Extrañamente él se encontraba en un lugar así, tenía aire a antro y malas juntas, pero tenía energía de pasión y ferocidad. De repente se dejan sonar unas campanas, rebotando sus ondas en el vacío, indicaban el comienzo del primer ring.
Su curiosidad lo llevó a la muchedumbre y allí la vio. Extraña, inquieta, libre. Algún ritmo electrónico empezó a sonar y los cuerpos comenzaron a moverse, abrumados de excitación, alentando. Su cintura parecía quebrarse en miles de pedazos y volverse a construir, parecía un rascacielos sin huesos que latía al compás de la música.
Aquella mujer lo intrigó hasta varios días después de conocerla, bailaba con una sazón irracional. Desnudaba su alma, ella sola junto con la música, en una burbuja.
Las 3 noches siguientes su vida consistió en asistir a mirar la muchacha bailar, entre la multitud, escondido, lleno de éxtasis visual.
Un día lo notó, mirándolo fijo con sus ojos azules, manteniendo su sonrisa por 3 segundos que parecieron eternos.
Acercándose con la gracia de un cisne llegó a dos centímetros de sus labios y respiró el aire que su cuerpo exhalaba frenéticamente.
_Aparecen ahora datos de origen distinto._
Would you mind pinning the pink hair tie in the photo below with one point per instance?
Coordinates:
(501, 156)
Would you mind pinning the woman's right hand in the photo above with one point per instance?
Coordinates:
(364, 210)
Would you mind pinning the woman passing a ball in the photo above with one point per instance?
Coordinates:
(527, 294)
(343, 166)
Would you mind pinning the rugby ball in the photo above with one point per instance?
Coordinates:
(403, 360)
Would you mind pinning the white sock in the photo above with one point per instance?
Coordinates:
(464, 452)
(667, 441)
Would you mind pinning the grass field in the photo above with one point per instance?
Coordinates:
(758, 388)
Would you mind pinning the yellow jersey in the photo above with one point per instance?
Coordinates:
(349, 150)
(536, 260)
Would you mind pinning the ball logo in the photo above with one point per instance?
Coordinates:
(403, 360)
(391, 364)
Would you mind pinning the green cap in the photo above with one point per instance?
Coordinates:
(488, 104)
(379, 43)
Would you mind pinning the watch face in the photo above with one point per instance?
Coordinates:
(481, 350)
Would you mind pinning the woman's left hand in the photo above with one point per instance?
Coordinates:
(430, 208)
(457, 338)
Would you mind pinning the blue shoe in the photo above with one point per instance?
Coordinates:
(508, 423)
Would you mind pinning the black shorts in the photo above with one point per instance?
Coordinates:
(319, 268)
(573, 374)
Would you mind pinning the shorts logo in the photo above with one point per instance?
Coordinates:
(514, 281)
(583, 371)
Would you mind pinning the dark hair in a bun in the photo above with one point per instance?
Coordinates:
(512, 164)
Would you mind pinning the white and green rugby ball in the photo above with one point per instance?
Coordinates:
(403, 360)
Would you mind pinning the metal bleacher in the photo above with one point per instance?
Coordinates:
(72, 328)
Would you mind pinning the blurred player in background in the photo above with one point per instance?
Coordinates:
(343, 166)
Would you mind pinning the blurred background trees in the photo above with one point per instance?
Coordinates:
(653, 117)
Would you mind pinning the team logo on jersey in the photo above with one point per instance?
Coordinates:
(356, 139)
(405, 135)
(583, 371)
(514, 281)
Sus dulces ojos color cielo lo miraron desde lo bajo, tenía una aire de ingenuidad penetrante. Tomándolo de la mano lo arrastró desde los suburbios hasta la pista y, sin apartar la mirada de sus ojos color ámbar, tomó su mano y la poso sobre su cintura. El tacto sobre tal suave piel lo estremeció, haciéndole temblar la espina dorsal.
Sus cuerpos comenzaron a nadar en el aire al compás de la música, él siempre había sido una roca para bailar, pero el amor hace magia. Se pertenecían.